In Estland  würden nach dem öffentlich-rechtlichen TV-Sender ERR 25 Prozent der Russischstämmigen Putin unterstützen, die gleiche Anzahl sich gegen ihn aussprechen, der Rest halte sich mit einer Meinung zurück.

Sorgen bereitet im Baltikum die Theorie, dass am 9. Mai der russische Präsident Wladimir Putin der Ukraine offiziell den Krieg erklären und eine Massenmobilmachung veranlassen könnte.

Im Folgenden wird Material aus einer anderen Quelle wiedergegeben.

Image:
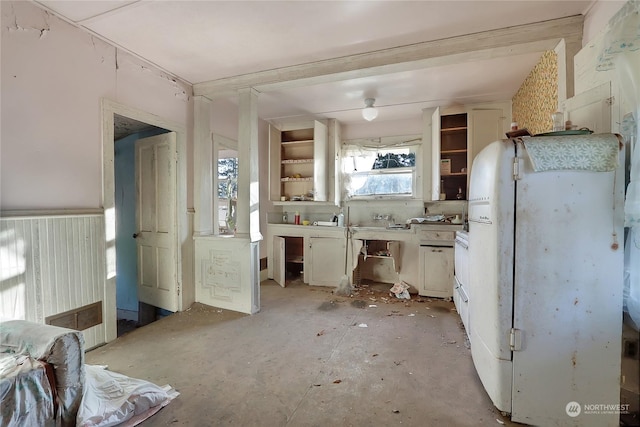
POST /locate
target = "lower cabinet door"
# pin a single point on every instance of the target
(436, 271)
(325, 261)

Bereits am 23. April sammelten sich in Riga mehrere hundert Menschen, die unter dem Motto „Russische Stimmen gegen den Krieg“ die Aggression des Kremls scharf verurteilten. In den russischsprachigen Theatern in der ostlettischen Stadt Daugavpils werden derzeit Stücke aufgeführt, die sich beispielsweise mit der Situation im Donbass auseinandersetzen.

Integrativ wirkt der Krieg jedoch nicht. Auch Russischstämmige in Lettland, welche offen den Krieg gegen die Ukraine verdammen, beschweren sich, dass sie sich nun ständig rechtfertigen müssen, so der Theaterdirektor Dmitry Petrenko. Auch manche Letten seien „Putinisten“, da sie ein autoritäres System bevorzugen.

Position beziehen muss die sozialdemokratisch ausgerichtete Partei „Harmonie“, die von Kritikern als verlängerter Arm des Kremls gesehen wird, die jedoch  auch von 2009 bis 2019 mit Nils Usakovs den russischstämmigen Bürgermeister von Riga stellten. „Lettische Russen sind keine russischen Russen, deshalb müssen wir alles tun, um die lokale russische Identität zu stärken“, meinte dieser bei einer Parteisitzung am 1. Mai, bei der er auf Lettisch und auf Russisch sprach. Seine Partei hatte die Invasion in die Ukraine sofort verurteilt.

Entwarnung gibt für den kommenden Montag das „NATO-Exzellenzzentrum für strategische Kommunikation“ in Riga. Der Kreml sei derzeit zu sehr mit der Ukraine beschäftigt, um sich im Baltikum am 9. Mai einzumischen, glaubt Direktor Janis Sarts.

Ältere Menschen in den drei baltischen Ländern, die russischsprachig sind, haben zumeist keine Staatsangehörigkeit, da sie die Sprachprüfung nicht schaffen oder schaffen wollen. Ein Problem, das ebenso wie die Sprachenpolitik immer wieder aus Moskau kritisiert wird. In Litauen machen die Russischstämmigen nur rund fünf Prozent aus, auch dort sind die Behörden auf mögliche Unruhen vorbereitet. Demnächst sollen auf dem Friedhof in Vilnius sowjetische Denkmäler abgebaut werden, was wieder Konflikte hervorrufen wird.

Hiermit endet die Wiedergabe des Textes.